Pedersen, a 23-year-old dual citizen of Denmark and the United States, spent last season running the full Indy Lights schedule for HMD Motorsports. Linus Lundqvist, his teammate, won the Lights title, and Pedersen finished fifth in the final standings. Pedersen earned his only win earlier this month when he led every lap from the pole at Portland.

Pedersen also ran four races for HMD in 2021 with back-to-back runner-up finishes in his debut. Pedersen landed on AJ Foyt Racing team president Larry Foyt’s radar through a “trusted colleague” and Pedersen spent most of last season shadowing the IndyCar team.

His promotion to IndyCar comes ahead of all four drivers who finished ahead of him in the Indy Lights standings, including champion Lundqvist.

“We are really looking forward to having Benjamin as part of the team,” Larry Foyt said. “His enthusiasm is infectious, and he is 100 percent committed to IndyCar, AJ Foyt Racing, and doing the best he can to win races.
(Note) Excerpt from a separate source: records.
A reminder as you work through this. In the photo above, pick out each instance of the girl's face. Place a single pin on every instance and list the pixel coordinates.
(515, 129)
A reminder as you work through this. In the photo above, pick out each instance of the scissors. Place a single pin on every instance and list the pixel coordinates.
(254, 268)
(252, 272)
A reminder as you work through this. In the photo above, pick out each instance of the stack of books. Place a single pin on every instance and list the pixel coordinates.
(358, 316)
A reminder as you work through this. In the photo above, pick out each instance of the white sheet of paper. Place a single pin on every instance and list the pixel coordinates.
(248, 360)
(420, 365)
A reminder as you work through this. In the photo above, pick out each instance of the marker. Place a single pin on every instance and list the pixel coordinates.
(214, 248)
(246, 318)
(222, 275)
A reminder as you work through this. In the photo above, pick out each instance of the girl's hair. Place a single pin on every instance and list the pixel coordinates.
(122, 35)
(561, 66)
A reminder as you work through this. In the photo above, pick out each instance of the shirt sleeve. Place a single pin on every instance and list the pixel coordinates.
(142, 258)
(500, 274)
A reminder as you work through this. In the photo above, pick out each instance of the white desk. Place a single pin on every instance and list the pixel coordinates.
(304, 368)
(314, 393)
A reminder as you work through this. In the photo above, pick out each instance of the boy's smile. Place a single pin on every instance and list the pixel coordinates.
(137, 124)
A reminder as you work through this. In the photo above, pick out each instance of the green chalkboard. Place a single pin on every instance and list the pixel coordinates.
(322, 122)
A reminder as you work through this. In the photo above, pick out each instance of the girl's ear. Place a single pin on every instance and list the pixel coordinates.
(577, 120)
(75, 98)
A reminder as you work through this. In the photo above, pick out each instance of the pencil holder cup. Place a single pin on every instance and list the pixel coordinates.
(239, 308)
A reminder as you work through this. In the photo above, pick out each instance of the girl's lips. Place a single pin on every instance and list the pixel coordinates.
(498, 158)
“It’s been great to have him embedded with the team this past season, and everyone is excited to hit the ground running when testing begins. It is also great to have a multi-year program in place, which will help him and the team grow together.”

Foyt did not announce a car number for Pedersen. Kyle Kirkwood spent his rookie season driving AJ Foyt’s flagship No. 14 but Kirkwood is moving to Andretti Autosport. The team has not yet announced if Dalton Kellett will return for a fourth season, and a third car for Tatiana Calderon was pulled from competition after seven races because of sponsorship non-payment. Shutting down Calderon’s team removed the only semi-regular female driver from the IndyCar field.

Pedersen, however, was signed to an agreement Foyt said “spans multiple seasons as the team plans to develop the young rookie and is aligned to a longer-term plan for AJ Foyt Racing.”

Pedersen was born in Copenhagen but raised in Seattle and currently lives in Indianapolis. He said his time shadowing the IndyCar team has given him a jump on his rookie preparations.

“I’ve spent a lot of time this season with AJ Foyt Racing learning the ins and outs of making the jump to IndyCar and it’s been really nice to do that in conjunction with my Indy Lights season,” Pedersen said. “IndyCar has been my target goal since I started open wheel racing in 2016. The racing, atmosphere, fans, events, tracks, etc. are all awesome.”